“If you use bad quality data to make decisions, the insights will be meaningless.” – Florence La Carbona: Enterprise Data Manager at TAL.
Good data is good for business. You can have a vast amount it, and the technical experts to analyse it, but that still doesn’t mean you’ll get the answers you need.
Here’s how to make Big Data work for your business in 6 steps.
#1 – DEFINE YOUR PURPOSE
“Big Data can be a lot like spring cleaning. You can come across a lot of ‘stuff’ you don’t really need, but you still have to dig into it. So where do you start?” – TechRepublic.
In a world saturated with ever-increasing data and information, it’s important to recognise what’s relevant and what isn’t. The best way to do this is to make sure the data you’re using is aligned with the use case at hand.
“Good data quality always depends on the context in which it is used.” – bi-survey.com
Picking the right use case involves clearly defining your business outcomes. What are you trying to achieve with Big Data Analytics?
“The Business outcome will help the organisation stay focused on finding the right match for the business challenge. From there, they can clean and link only the most pertinent data.”- Yoni Malchi: Author at World Wide Technology.
#2 – IMPLEMENT THE RIGHT TOOLS
“Are ‘data-rich’ organisations really leveraging their data to support continuous improvement? To succeed at this they must provide user-friendly tools that turn what is often an overwhelming amount of data into actionable insights.” – Menno Veeneklaas & Tibor Schwartz: Partners In Performance.
Gone are the days where businesses struggled extract meaning from mass volumes of raw data and wait several days, even weeks, for results. New software tools have taken the pain out of the process involved in collecting and analysing data. Products like Hadoop, Pig, Hive and Spark allow you to create your own Big Data stack and build your own solution platform.
“New architectural concepts such as data lakes or technologies like Spark and Hadoop require enterprises to rethink their data pipelines, starting at the source where data is produced, to how it is transported and eventually stored and prepared for analysis.” – Kumar Srivastava: Contributor at TechCrunch.

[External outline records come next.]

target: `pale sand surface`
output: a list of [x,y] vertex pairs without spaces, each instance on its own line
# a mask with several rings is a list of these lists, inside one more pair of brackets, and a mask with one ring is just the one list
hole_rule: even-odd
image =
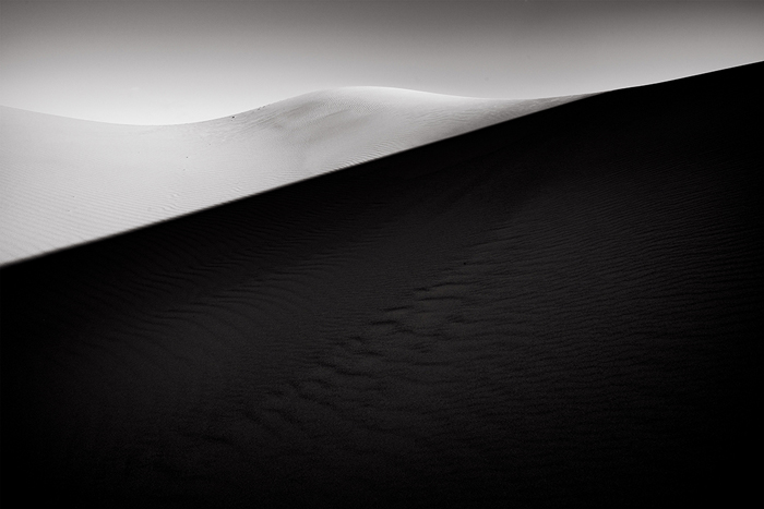
[[762,71],[0,268],[0,504],[762,507]]
[[0,108],[0,264],[93,241],[583,96],[318,92],[223,119],[134,126]]

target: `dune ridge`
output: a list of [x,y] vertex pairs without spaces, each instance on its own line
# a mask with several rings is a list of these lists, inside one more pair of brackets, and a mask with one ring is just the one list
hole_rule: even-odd
[[0,268],[3,507],[762,506],[763,72]]
[[121,233],[561,105],[384,87],[191,124],[0,108],[0,264]]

#3 – BECOME A DATA DETECTIVE
“The more familiar you are with the data, the easier it is to spot something that seems strange. A good place to start is by looking at the raw data to see what jumps out.” – Matthew Peters: Research Scientist at Allen Institute of Artificial Intelligence.
Although it may seem like a dull task, taking the time to make sure you’re collecting the best data possible will give you a significant advantage when it comes to increasing your profitability and achieving your business goals.
“Working to make sure that your organisation has the most accurate data on its clients possible can seem quite tedious. However, software tools from providers make the process of collecting accurate data simple.” – Experian.
#4- KEEP TRACK OF YOUR PERFORMANCE
“Each key performance indicator should be defined to measure the quality, enhancement over time and ways in which to improve a specific set of data.” – Forbes.
The main purpose for implementing a Big Data Analytics strategy in any organisation is to see an improvement in performance by turning insights into solutions that drive competitive advantage.
It’s important to measure the performance of your data analytics project by measuring it against set objectives from its inception through to completion.
“Finding business intelligence in Big Data depends on identifying strong key performance indicators that deliver high value to the business.” – Mary Shacklett: Contributor at TechRepublic.
#5 – UNIFY YOUR DATA
“Demand is growing for analytics tools that seamlessly connect to and combine a wide variety of cloud-hosted data sources. Such tools enable businesses to explore and visualise any type of data stored anywhere, helping them discover hidden opportunity in their IoT investment.” – Tableau.
Data can tell you what you need to know, but only if you can see it clearly. By building a single source, 360-degree view of integrated data, your team can access and drive value from a cohesive analytic environment.
“A unified data architecture is a more comprehensive view of the overall enterprise architecture; a collection of services, platforms, applications, and tools that make the best use of available technologies to unleash the optimal value of data.” – tdwi.org.
#6 – START WITH PEOPLE, NOT TECHNOLOGY
“How do you harness the power of software-defined solutions, and how do you get yourself ready for the next phase of your business’ IT strategy?” – Logicalis.
Implementing Data Analytics doesn’t start with technology, it starts with people.
“How can the CIO and his team introduce big data into their workflow, and how can they translate what appears to be hieroglyphics to top-level executives in plain language?” – Aberdeen Essentials.
It all starts with knowledge. This involves de-mystifying the common buzz words around Big Data and Analytics, so that your team can communicate effectively about what you are trying to achieve. The second step is to approach Data Analytics in a way that’s relevant to your team.
“Ask questions about the pain points that people feel in their everyday jobs. This presents data analysis as the solution you know it can be, rather than the burden someone else may see it as. Approach your intent to get your office on board with data analysis as a way to make the team even stronger, and a way to empower each individual to do his or her job better, and to make better informed decisions.” – Kelli Simpson: Former Marketing Manager at DataHero.